I’m not surprised that I liked this book or anything, but I had just been jaded by a classic and was wary of jumping straight into another one. And don’t get me wrong there were parts that I struggled with because they just didn’t hold my attention and I should probably not go into the ending because I could write essays as to why I didn’t like it and then I would just pick apart the whole book as the English student in me is prone to do.
But yeah, I would say give it a read.
4) The Importance of Being Earnest – Oscar Wilde – 4/5 stars
This is a me thing but I learnt that Wilde is a good literature palette cleanser. After moving through three books that seemed never ending at points jumping into a reliable Wilde play was just what I needed. For one it was a quick read and I need that right now as this year is fast coming to an end and I have quite a lot of books left to read. And secondly it was just an enjoyable read. And it’s funny. Like actually funny. Still.
Plus the film adaption has Colin Firth and Reese Witherspoon in it and that’s always great. (Yes, I watched the film before I read the play. And yes, the film is pretty good adaption. Better than the Dorian Gray one which couldn’t even be saved by the presence of Colin Firth unfortunately. Done talking about him now.) Read it, that’s the point I am trying to get at.
5) 1984 – George Orwell – 3.5/5 stars
I have heard things about this book. Great things. Some not so great things. Both opinions are to be expected with books that have been deemed a classic.

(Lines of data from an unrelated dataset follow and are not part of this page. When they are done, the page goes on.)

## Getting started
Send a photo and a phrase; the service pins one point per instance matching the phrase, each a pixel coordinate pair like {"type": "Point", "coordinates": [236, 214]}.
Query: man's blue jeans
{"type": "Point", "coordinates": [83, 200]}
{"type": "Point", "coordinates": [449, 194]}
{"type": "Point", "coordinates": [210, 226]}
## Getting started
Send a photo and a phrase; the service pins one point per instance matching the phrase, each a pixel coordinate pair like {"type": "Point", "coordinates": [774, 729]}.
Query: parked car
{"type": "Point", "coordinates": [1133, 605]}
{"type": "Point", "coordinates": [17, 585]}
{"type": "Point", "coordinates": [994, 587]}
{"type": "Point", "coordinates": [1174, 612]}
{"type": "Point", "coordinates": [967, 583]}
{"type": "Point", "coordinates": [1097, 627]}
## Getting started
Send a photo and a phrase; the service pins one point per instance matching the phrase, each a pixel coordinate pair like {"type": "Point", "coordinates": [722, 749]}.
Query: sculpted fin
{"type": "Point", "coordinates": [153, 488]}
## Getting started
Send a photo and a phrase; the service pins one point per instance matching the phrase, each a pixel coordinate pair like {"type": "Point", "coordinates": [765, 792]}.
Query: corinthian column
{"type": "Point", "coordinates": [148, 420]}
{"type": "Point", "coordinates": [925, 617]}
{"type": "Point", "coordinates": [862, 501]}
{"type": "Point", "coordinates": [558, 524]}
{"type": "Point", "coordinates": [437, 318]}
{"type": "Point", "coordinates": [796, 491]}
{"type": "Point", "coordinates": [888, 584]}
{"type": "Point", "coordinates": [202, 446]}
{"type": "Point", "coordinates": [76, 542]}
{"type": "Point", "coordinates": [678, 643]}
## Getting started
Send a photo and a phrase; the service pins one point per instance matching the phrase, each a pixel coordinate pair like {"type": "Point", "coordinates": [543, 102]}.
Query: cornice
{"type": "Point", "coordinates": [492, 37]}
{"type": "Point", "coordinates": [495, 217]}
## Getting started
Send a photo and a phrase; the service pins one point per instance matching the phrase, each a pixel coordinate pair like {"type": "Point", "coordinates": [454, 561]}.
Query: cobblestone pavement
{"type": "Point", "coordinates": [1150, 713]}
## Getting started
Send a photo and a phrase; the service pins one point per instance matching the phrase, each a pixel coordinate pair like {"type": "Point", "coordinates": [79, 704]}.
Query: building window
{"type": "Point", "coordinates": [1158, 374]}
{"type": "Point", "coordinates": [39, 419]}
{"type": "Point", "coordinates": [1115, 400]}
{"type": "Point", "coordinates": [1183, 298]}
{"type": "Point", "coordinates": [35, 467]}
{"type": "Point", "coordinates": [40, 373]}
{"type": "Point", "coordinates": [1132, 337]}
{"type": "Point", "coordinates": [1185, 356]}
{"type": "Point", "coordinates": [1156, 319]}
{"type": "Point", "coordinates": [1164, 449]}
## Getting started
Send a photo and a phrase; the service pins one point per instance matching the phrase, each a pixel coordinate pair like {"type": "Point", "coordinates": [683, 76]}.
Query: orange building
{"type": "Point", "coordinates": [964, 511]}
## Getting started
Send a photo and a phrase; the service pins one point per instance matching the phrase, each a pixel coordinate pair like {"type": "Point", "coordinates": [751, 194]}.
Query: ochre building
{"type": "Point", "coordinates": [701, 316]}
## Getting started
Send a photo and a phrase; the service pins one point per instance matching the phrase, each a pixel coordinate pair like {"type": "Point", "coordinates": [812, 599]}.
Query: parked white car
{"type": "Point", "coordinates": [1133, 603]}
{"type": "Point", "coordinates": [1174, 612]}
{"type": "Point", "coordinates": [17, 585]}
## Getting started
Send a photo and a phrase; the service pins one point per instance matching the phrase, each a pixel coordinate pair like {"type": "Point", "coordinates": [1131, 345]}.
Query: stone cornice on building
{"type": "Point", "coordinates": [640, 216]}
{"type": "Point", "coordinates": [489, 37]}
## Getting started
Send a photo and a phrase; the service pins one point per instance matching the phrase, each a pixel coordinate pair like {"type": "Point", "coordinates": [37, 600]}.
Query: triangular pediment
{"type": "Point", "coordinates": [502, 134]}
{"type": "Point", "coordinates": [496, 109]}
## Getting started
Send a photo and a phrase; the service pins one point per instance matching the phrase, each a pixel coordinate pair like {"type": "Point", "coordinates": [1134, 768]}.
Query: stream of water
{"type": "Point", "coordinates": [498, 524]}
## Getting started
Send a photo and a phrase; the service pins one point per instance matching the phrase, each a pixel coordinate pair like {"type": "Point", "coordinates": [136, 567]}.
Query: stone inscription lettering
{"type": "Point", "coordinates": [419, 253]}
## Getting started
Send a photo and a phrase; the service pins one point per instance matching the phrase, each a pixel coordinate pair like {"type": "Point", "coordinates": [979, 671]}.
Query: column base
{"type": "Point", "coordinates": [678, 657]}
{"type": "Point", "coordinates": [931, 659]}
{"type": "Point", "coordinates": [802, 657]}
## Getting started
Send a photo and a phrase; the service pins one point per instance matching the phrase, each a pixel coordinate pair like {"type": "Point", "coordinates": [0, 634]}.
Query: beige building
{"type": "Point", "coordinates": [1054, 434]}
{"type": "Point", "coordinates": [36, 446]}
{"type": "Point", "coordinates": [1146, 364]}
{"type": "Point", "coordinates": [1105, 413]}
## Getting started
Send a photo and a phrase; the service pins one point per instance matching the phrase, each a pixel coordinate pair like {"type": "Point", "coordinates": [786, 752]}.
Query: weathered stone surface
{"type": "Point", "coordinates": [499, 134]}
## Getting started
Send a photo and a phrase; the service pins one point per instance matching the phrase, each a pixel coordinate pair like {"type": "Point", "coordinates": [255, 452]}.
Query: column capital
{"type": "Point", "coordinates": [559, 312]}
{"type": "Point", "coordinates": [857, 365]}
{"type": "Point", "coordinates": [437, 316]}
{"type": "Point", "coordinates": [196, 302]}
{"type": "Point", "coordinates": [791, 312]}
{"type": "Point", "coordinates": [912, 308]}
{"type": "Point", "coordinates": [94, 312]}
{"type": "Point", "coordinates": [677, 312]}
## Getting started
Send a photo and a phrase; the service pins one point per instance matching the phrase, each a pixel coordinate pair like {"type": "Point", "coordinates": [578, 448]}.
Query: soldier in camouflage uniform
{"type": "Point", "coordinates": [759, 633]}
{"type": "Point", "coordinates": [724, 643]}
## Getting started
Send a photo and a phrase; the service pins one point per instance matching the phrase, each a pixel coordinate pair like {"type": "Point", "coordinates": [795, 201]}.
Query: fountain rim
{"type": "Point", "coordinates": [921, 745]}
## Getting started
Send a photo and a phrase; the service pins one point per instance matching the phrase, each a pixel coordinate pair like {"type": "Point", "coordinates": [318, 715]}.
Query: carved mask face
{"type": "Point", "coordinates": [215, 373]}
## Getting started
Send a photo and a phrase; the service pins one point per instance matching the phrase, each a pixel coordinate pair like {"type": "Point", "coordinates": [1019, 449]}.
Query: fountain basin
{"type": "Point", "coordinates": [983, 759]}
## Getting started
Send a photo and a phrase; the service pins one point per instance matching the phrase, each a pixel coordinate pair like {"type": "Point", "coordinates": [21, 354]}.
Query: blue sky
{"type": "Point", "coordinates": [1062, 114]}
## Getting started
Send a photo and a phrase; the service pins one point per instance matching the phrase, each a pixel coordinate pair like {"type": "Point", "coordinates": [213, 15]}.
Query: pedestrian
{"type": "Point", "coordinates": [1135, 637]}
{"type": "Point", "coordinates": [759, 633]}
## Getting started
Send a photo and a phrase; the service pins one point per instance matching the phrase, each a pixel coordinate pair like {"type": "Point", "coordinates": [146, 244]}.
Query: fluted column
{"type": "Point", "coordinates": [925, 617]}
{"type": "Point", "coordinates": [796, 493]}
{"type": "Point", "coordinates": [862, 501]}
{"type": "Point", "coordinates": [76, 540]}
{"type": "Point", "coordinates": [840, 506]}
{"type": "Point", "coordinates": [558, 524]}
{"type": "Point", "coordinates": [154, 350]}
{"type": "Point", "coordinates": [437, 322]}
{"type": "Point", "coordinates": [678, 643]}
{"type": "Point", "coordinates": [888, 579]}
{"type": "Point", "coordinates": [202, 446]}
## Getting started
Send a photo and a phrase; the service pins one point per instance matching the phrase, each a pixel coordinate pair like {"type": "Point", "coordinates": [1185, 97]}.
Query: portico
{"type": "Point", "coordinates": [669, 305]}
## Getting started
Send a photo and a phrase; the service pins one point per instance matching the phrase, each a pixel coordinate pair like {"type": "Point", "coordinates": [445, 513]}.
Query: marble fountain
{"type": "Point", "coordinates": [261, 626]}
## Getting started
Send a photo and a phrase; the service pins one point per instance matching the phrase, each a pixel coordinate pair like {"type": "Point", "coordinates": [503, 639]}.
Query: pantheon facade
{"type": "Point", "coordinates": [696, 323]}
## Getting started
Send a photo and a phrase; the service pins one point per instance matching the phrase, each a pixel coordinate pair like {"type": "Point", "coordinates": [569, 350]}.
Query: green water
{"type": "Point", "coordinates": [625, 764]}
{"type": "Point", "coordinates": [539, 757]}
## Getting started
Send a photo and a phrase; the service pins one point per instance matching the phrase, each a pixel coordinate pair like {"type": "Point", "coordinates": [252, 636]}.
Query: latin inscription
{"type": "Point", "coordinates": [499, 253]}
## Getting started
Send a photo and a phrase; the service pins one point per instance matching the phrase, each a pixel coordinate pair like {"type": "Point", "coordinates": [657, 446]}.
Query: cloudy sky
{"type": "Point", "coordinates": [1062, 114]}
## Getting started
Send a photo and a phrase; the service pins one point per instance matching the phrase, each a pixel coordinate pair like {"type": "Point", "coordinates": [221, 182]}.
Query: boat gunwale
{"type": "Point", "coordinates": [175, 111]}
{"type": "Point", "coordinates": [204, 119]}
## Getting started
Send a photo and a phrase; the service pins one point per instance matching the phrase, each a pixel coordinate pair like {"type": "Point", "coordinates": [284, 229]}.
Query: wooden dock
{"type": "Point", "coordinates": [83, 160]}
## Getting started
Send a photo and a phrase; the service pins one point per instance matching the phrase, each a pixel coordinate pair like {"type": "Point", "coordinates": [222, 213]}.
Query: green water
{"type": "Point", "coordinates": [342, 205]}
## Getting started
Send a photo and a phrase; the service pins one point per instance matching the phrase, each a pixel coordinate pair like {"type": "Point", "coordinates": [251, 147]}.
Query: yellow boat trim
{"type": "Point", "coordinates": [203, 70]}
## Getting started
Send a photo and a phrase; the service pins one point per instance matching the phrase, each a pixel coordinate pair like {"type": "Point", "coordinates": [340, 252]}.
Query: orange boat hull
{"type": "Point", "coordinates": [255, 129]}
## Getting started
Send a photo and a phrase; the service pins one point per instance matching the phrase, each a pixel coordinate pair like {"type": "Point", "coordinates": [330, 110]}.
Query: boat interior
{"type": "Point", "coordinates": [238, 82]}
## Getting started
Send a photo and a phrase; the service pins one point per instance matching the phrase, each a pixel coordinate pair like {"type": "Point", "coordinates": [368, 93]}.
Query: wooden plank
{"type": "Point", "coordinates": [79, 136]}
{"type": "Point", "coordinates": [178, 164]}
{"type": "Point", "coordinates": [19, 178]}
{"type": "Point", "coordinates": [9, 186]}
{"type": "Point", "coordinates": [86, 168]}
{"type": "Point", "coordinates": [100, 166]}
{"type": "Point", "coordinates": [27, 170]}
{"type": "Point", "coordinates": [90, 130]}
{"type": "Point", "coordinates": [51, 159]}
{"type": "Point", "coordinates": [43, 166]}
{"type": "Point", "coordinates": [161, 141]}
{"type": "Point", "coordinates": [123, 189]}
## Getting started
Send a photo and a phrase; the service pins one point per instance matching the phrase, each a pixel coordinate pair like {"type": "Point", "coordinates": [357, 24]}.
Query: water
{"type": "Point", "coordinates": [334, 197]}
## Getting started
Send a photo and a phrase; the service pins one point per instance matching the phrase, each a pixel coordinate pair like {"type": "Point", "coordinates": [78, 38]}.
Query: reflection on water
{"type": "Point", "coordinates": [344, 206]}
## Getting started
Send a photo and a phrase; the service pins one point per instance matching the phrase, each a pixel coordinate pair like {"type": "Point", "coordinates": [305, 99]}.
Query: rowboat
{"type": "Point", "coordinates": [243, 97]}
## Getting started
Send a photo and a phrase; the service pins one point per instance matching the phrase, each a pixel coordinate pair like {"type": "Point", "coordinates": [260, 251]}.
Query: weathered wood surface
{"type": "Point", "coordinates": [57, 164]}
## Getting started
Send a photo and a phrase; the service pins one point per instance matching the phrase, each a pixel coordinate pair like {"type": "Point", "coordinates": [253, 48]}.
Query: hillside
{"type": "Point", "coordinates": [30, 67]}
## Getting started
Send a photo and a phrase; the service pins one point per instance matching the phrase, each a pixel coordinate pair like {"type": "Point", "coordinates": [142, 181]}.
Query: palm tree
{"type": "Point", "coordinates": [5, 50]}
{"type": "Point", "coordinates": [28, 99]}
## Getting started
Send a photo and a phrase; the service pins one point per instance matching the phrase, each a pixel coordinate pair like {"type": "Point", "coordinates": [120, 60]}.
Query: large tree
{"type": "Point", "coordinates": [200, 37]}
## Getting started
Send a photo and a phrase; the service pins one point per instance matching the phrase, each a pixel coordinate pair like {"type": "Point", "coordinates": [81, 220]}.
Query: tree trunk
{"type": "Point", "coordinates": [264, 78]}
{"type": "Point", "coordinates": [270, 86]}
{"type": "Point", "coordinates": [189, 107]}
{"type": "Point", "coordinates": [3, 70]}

But it does lead to expectations. And I think it almost met them with me.
There was this whole section where I would rather do any other menial task except reading the pages ahead of me because they were so damn boring, and honestly I don’t think they were all that relevant? I mean I personally didn’t carry on reading the book at think at any point ‘oh that thing that happened during that meta part is important to this section’, but that have just been me.
I found the whole plot interesting and liked how it made you kind of take stock and think about society and all that jazz. And power, the way it plays with and explores power and those who have, those who don’t and those who think they do, I liked how that ran through the book. It was kind of a powerful (pun not intended, but welcomed) story in that respect. And similar to Animal Farm it’s still relevant even now.
So with the exception of that one part, I would definitely recommend this book.
And we’re done with another batch. Who knows when the next one will come, I sure don’t as I’m only about half way through the next set of five. And I figured out the other day that I have about 60 or so days to read 14 books and because I am foolish 3 out of 14 are over 500 pages…I love a challenge.
Parentheses count: 7. See you tomorrow!